雪が降りしきる冬の朝、小さな女の子、さおりんは、家の窓から外を見つめていた。真っ白になった庭には、昨日まで見慣れた風景がどこかに消え、まるで別の世界が広がっているようだった。

 

「さおりん、早く起きなさい!」

 

母の呼ぶ声が、静かな部屋に響く。

さおりんは布団から飛び出し、窓の外に目をやる。

すると、そこには雪合戦を楽しむ男の子の姿があった。

 

真っ赤なマフラーを巻いたその子は、吹雪と名乗った。

 

「ねぇ、吹雪くん。大きくなったら結婚しようね」

 

幼いさおりんの言葉に、吹雪は少し照れながら、「うん、しよう!」と答えた。

 

月日は流れ、二人は高校生になった。

吹雪はバスケットボール部に所属し、学校の人気者。

 

さおりんは吹雪を陰ながら応援していた。しかし、二人は少しずつ変わっていった。吹雪は部活に明け暮れ、さおりんは進路について悩んでいた。

 

ある日、吹雪はさおりんに告白した。

 

「さおりん、ずっと好きだよ。
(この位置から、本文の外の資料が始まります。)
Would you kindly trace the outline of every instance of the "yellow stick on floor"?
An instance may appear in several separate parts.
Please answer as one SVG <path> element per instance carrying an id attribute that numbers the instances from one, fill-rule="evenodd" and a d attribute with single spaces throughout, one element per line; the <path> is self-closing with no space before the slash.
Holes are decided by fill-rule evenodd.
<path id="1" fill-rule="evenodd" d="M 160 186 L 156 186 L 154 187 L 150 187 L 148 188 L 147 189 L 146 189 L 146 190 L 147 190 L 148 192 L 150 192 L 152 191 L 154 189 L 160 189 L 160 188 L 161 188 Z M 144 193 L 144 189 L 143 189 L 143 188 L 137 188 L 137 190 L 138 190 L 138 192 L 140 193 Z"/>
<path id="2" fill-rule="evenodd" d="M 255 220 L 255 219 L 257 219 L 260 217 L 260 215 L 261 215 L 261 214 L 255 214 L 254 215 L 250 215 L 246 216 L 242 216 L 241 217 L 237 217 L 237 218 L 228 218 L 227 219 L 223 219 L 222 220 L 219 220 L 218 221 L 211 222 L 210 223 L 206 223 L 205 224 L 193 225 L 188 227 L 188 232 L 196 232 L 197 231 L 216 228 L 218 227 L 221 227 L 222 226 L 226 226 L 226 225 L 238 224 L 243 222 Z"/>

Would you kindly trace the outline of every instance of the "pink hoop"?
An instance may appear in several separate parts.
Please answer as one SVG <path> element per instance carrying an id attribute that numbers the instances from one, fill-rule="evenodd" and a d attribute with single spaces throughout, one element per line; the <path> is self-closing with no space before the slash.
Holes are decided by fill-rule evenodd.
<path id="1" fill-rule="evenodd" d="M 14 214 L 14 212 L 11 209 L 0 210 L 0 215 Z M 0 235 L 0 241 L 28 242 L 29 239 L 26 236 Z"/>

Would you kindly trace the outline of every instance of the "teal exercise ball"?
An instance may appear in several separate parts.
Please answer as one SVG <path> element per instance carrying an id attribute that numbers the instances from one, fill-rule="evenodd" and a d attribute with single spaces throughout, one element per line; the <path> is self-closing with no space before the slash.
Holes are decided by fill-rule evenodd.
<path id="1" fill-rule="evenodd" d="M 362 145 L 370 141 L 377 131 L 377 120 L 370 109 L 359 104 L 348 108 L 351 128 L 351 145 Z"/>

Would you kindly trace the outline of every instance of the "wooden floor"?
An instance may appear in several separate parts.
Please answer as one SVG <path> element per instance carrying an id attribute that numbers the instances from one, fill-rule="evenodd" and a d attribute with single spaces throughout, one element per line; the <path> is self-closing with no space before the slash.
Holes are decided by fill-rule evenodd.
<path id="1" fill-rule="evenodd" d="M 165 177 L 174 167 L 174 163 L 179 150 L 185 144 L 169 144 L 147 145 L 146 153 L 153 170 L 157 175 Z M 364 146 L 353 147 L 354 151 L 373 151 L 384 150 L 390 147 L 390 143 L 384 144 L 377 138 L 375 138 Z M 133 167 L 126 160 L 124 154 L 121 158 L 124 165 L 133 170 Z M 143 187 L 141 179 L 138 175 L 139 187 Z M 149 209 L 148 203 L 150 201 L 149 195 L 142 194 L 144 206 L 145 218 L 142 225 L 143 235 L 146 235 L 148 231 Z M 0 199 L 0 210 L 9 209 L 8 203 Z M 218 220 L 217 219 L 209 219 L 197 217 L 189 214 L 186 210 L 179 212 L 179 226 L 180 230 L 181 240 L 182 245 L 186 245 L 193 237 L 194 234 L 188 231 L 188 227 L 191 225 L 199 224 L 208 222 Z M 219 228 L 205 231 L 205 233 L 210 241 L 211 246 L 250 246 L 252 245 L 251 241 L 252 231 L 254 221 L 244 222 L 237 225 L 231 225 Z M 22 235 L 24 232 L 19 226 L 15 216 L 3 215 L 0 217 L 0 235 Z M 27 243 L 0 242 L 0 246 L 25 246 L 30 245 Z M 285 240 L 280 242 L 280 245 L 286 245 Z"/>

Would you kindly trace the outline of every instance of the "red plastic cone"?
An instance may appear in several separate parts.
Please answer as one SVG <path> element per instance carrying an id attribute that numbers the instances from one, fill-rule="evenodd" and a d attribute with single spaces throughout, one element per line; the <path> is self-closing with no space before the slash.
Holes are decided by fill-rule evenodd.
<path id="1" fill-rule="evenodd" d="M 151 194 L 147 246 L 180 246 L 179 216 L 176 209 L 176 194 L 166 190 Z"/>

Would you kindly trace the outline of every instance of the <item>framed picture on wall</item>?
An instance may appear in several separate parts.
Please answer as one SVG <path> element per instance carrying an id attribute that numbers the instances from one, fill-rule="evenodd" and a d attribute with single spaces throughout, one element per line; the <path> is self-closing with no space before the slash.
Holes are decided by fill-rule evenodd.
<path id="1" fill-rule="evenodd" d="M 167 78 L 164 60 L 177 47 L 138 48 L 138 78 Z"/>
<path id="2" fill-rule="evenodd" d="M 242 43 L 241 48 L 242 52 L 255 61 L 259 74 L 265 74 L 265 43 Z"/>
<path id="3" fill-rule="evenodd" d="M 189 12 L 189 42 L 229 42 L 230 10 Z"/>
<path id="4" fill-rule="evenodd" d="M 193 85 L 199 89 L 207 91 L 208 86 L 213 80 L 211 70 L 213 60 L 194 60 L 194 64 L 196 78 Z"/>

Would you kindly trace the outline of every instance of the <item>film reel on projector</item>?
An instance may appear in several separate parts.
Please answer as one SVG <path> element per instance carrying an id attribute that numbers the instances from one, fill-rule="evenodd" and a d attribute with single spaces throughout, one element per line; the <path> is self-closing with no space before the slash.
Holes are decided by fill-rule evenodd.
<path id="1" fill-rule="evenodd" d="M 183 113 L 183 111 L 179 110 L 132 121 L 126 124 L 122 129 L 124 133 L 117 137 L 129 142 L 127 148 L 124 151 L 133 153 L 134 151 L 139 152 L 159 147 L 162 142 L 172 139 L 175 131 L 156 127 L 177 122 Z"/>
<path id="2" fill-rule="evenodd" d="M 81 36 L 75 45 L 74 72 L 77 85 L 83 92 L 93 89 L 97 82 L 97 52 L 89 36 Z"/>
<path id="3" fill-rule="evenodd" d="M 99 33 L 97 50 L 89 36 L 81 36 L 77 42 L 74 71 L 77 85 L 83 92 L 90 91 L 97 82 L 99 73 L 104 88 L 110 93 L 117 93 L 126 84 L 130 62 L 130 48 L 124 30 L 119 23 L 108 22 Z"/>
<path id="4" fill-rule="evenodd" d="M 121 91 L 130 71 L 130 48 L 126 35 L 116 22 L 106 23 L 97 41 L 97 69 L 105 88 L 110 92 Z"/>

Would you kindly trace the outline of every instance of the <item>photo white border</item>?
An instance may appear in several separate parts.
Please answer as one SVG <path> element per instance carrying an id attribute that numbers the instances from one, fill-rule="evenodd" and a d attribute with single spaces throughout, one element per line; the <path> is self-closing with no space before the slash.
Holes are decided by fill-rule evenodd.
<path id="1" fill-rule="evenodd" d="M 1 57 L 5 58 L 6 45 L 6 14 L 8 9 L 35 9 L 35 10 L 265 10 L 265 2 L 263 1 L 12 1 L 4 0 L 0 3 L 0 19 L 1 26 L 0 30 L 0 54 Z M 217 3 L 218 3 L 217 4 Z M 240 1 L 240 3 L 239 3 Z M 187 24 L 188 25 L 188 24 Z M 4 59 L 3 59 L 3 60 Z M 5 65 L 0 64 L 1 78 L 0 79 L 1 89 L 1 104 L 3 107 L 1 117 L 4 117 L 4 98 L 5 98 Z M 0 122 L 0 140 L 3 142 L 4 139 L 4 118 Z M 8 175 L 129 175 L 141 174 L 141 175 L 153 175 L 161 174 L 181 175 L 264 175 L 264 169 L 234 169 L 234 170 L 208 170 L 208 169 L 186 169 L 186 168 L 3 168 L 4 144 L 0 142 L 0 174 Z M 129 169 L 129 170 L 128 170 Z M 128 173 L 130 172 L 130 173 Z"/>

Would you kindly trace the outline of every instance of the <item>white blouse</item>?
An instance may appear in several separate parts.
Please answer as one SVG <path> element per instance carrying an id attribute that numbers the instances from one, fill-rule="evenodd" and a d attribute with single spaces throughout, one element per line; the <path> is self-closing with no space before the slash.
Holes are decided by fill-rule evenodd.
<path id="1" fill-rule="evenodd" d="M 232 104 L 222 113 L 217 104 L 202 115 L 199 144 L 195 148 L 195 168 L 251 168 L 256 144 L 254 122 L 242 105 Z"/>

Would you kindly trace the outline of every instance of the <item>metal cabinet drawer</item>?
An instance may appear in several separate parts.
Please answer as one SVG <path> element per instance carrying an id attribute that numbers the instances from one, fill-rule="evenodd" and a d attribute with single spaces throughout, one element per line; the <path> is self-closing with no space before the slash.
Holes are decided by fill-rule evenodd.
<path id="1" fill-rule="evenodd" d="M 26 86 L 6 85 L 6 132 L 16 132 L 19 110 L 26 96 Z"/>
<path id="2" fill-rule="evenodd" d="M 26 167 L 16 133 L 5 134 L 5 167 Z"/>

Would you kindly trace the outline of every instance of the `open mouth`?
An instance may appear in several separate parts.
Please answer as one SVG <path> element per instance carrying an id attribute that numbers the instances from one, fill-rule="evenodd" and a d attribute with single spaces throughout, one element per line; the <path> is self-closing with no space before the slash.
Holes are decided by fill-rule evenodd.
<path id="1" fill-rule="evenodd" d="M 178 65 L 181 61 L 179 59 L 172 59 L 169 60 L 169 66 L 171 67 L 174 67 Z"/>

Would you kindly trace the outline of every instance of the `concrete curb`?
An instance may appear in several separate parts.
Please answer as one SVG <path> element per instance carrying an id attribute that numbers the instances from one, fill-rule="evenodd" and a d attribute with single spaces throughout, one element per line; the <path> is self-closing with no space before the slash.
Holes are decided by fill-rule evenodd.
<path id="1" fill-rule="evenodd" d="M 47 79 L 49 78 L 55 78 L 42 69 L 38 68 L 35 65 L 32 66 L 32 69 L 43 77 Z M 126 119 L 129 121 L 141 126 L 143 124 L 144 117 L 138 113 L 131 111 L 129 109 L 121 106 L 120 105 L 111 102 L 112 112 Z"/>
ずっと一緒にいたい。」

 

さおりんの心は喜びでいっぱいになった。

でも、同時に、自分の気持ちに正直になれない焦燥感も感じていた。

 

卒業を控え、二人は将来について話し合う機会が増えた。吹雪は大学に進学し、バスケットボールを続けることを決めていた。

一方、さおりんは地元で就職したいと考えていた。

 

「さおりん、一緒に大学に行こうよ。」

 

吹雪の言葉に、さおりんは複雑な気持ちになった。彼の気持ちに応えたい。でも、自分の夢を諦めることもできない。

 

「ごめん、吹雪。私にはできない。」

 

さおりんの言葉に、吹雪の顔が曇った。

二人は長い沈黙の後、それぞれの道を歩むことを決意した。

 

数年後、さおりんは地元の小さな会社で働いていた。

ある冬の日、さおりんはいつものように職場に向かっていた。道すがら、見慣れた公園に足を運ぶと、そこには一本の桜の木があった。

 

「こんな寒い時期に、桜が咲いている…」

 

さおりんは不思議に思い、近づいてみると、それは見事な紅色の桜だった。まるで、冬の寒さをものともせず、力強く咲いているようだった。

 

そのとき、さおりんは吹雪のことを思い出した。吹雪もきっと、どこかの場所で、自分の道を切り開いているのだろう。

 

さおりんは桜の木の下で深呼吸をした。そして、静かに呟いた。

 

「ありがとう、吹雪。そしてさようなら。」

 

それから数年後、さおりんは東京で開かれた同窓会に参加した。久しぶりに会う友人たちに囲まれ、さおりんは昔を懐かしんでいた。

 

会場を出て、夜の街を歩いていると、誰かに肩を叩かれた。振り向くと、そこには笑顔の吹雪が立っていた。

 

「さおりん、久しぶり。」

「吹雪くん…」

 

二人はしばらく言葉を交わし、昔のように色々な話をした。そして、吹雪は言った。

 

「さおりん、ずっと探していたんだ。」

 

さおりんの心は、冬の桜のように温かく、そして切なく揺れた。